(Reuters) – Seven-times NASCAR champion Jimmie Johnson said on Monday he was retiring from full-time competition but would pursue “bucket list events” after he made the leap to IndyCar this year.
The 47-year-old American announced in December he would compete in the full 2022 IndyCar season and had a best finish of fifth at the Grand Prix of Iowa in July.
“I couldn’t have asked for a better experience in the @Indycar series,” Johnson tweeted. “I will not return to INDYCAR full time in 2023 but will continue to look for new ways to challenge myself and participate in bucket list events.”

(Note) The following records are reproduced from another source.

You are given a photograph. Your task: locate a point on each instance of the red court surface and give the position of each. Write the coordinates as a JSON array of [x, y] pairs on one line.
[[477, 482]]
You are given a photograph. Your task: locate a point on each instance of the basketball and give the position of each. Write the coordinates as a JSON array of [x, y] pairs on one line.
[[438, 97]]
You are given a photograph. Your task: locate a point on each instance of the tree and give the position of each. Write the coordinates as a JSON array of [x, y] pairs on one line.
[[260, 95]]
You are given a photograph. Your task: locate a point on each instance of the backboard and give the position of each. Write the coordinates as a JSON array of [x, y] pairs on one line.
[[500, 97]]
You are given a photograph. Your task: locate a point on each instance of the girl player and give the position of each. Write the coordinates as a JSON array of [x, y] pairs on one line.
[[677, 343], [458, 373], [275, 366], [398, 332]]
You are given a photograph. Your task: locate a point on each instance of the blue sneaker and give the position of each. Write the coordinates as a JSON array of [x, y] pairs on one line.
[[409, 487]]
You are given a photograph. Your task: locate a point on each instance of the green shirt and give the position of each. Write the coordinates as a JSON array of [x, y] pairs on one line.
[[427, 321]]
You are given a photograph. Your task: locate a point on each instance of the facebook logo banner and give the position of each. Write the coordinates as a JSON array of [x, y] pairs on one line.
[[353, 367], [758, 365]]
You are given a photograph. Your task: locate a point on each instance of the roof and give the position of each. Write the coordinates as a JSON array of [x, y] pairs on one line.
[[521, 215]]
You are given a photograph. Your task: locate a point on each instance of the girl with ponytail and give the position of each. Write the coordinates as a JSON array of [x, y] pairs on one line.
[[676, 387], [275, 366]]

Johnson is widely considered among the greatest NASCAR drivers of all time, having won a record five consecutive NASCAR Cup Series Championships from 2006 to 2010.
His seven total titles puts him level with Richard Petty and Dale Earnhardt for the record.
The jump to IndyCar was one other drivers from Mario Andretti to Jacques Villeneuve and Romain Grosjean have made in the past.
“I feel like I have improved but I realize the challenge is about two, three times greater than what I first thought,” he said in a video posted to YouTube.
“I don’t want to enter another full season if I know I can’t give it my all. But I’d love to go back and do it again.”
He added he would take time to “let the dust settle” from 2022. “I’m just going to take a little bit of time to think, to figure out what I want to do,” he said.